Search, Seizure and Detention under the Customs Act 1901 (Cth)
The Customs Act 1901 (Cth) contains specific powers for the detention and search of people reasonably suspected of unlawfully carrying any prohibited goods or internally concealing a suspicious substance.
To search a person, there must be ‘suspicion on reasonable grounds’. Reasonable suspicion can be aroused by:
- a person’s travel itinerary;
- declarations made by the person under Commonwealth law;
- documents in the person’s possession;
- unusual behaviour of the person;
- and the content or appearance of the person’s baggage.
Section 4 of the Customs Act defines a frisk search as a rapid and methodical running of hands over the person’s outer garments and an examination of anything worn by the person that can be conveniently removed and is voluntarily removed by the person.
The search must be carried out by a Customs Officer who is of the same sex as the detainee (s219M(1)(b)). You can not refuse to submit to a frisk search or refuse to produce an item requested after a frisk search. Refusal results in the person being liable to an external search (s219P).
Sections 219Q and 219R are the provisions concerning external search. The definition of an external search is: a search of the body of, and anything worn by, a person in order to determine whether the person is carrying any prohibited goods and to recover any such goods. It does not include an internal examination of the person’s body (s4(1)).
An external search can be carried out where a detention officer or police officer suspects on reasonable grounds that a person detained under frisk search provisions (s219Q) is unlawfully carrying prohibited goods on their body (s219R(1)(b)). The external search must be carried out as soon as practicable. if the person is not in need of protection and the person consents (s219R(1)(c)). Otherwise, the detention officer or police officer must apply to an authorised officer, or a Justice to carry out an external search of the detainee (s219R(1)(d)).

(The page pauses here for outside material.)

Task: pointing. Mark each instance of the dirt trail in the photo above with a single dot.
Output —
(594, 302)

The external search must be carried out by a police or Customs officer of the same sex as the detainee (s219R(10) & (11)).
Sections 219S to 219Z contain the internal search provisions of the Customs Act.
A detention officer or police officer who suspects on reasonable grounds that a person is internally concealing a suspicious substance may detain the person for the purpose of making an application for detention of the person (s219S).
An application for a detention order must be to a Federal Court or Supreme Court Judge if the person is in need of protection. In other cases, the application may be made to these Judges or to a Magistrate (s219T). An order for detention is made for an initial period of up to 48 hours and can be extended by the Judge or Magistrate for a further period of 48 hours. If an order for detention is not made or extended, the person must be released immediately (s219T & V). If the person consents to an internal search, the search must be carried out as soon as practicable.
If the person, or the person appointed to represent their interests, refuses to undergo an internal search, an application must be made to a Federal or Supreme Court Judge for an order for an internal search. A Judge must not make an order for an internal search unless satisfied that there are reasonable grounds for suspecting that the detainee is internally concealing a suspicious substance (s219V(9)).
An internal search must be carried out by a medical practitioner, in a place suitably equipped (s219Z). The medical practitioner must not use any procedure involving surgical incision unless they consider it necessary because the detainee’s life is at risk (s219ZF), such as where a person has swallowed packets of drugs and those packets might rupture, and cause serious harm to the person.
A person detained for an internal search must be allowed to consult a lawyer (s219W). Frisk and external searches do not have a similar provision.